文部科学省は2020年7月28日、ICTを活用した学校教育の柱となる学習者用デジタル教科書について検討を進める「デジタル教科書の今後の在り方等に関する検討会議」の第2回会合を開いた。

 7月17日に閣議決定された「経済財政運営と改革の基本方針2020」(骨太の方針)では「新たな日常」の実現として「義務教育段階の遠隔教育やデジタル教科書・教材の整備・活用を促進するとともに、デジタル教科書が使用できる授業時数の基準の緩和を検討する」と記載する。 初等中等教育改革を進め、「デジタル教科書・教材・コンテンツの開発・活用」などにより遠隔・オンライン教育を早期に実現するとしている。

 今回の会合では国公立小学校での授業実践について報告があり、「デジタル教科書と紙の教科書の利点」や「児童生徒の学びの充実に向けたデジタル教材等との連携」「児童生徒の『主体的・対話的で深い学び』の実現への寄与」などが検討された。

第一日暮里小学校の白井一之校長が報告した「学習ツールとしての学習者用デジタル教科書」の 算数を授業イメージ
出所:文部科学省「デジタル教科書の今後の在り方等に関する検討会議(第2回)資料」

 荒川区立第一日暮里小学校の白井一之校長は、算数と社会科の実践を通じて「学習ツールとしての学習者用デジタル教科書」について考察した。同校では、富士通製のWindows 10パソコンを3年生以上に1人1台、1、2年生には2人に1台を整備し、電子黒板や教員用パソコンと一体運用している。

 学校内では無線LANが利用可能で、今のところは家庭への持ち帰りはしていないという。白井校長はデジタル教科書の利点として、画面を拡大表示することで詳細な図版を確認でき、デジタル教科書自体に直接書き込むことができるので教員が児童用にワークシートを用意しなくてよいなどの利便性を紹介した。また、紙のノートへの書き込みと同じように自分の考えを書き込めるだけでなく、簡単にやり直せる点や繰り返し試行錯誤できたり、解答を電子黒板に投影したり、ほかの児童と情報を共有したりできるという学習上のメリットを挙げた。

 デジタル教科書のメリットを挙げる一方で1教科1人当たり800円前後、コンテンツ付きで1500円前後の費用、デジタル教科書は通常1年のライセンス契約となっている点、各児童用の端末へのインストール作業を誰が行うのか、ビューワーアプリが教科書会社によってまちまちで煩雑なこと、高速な通信回線が必要なことなどをどう解決していくかなどが課題だとした。

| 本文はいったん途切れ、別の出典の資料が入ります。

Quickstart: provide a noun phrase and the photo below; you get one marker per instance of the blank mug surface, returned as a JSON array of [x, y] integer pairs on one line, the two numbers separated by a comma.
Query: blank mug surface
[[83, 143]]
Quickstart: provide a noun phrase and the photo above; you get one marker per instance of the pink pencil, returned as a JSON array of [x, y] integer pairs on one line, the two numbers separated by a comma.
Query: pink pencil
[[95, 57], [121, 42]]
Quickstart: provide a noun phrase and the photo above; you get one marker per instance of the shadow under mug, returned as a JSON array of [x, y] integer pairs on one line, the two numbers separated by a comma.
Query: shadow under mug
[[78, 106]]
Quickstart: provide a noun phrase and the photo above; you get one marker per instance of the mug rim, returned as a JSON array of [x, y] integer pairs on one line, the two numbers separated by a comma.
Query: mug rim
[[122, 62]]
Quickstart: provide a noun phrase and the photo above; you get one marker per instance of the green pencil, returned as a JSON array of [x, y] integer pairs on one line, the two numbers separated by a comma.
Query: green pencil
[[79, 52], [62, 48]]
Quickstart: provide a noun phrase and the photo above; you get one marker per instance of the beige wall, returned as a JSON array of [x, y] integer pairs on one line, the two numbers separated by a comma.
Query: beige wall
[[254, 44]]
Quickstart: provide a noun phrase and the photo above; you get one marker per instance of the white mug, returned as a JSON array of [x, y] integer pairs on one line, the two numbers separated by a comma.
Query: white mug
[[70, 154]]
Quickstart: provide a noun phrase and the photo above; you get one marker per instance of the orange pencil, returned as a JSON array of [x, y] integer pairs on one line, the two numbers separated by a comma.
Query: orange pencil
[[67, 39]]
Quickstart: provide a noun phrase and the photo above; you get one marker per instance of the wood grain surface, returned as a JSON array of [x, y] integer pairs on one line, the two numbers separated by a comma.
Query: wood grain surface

筑波大学附属小学校の青山由紀教諭が報告した「小学校国語 デジタル教科書を活用して ‾効果・可能性と課題‾」の国語のデジタル教科書の活用例
出所:デジタル教科書の今後の在り方等に関する検討会議(第2回)資料

 筑波大学附属小学校の青山由紀教諭は、国語の実践を通してデジタル教科書の可能性と課題を報告した。同校では40台程度のWindowsパソコンがICT教室に、学校全体でiPadが30台程度整備されているという。光村図書出版の国語の教科書を使った事例を紹介し、「紙の教科書を使うときは子供たちにいかに主体的に学ばせるか、デジタル教科書の場合は子どもたちの『分かったつもり』をどう防ぐかが重要で、『デジタル教科書』か『紙の教科書』か、という二者択一の議論に陥らないことが必要」(青山教諭)とした。

 意見交換の中では「現在のデジタル教科書はGIGAスクール構想の前のもので、長期的にはデジタル教科書についての定義を見直す必要もあるのではないか」などという意見も出た。

 有識者による検討会議は月1回開催され、来年夏頃に最終まとめを提示する予定だ。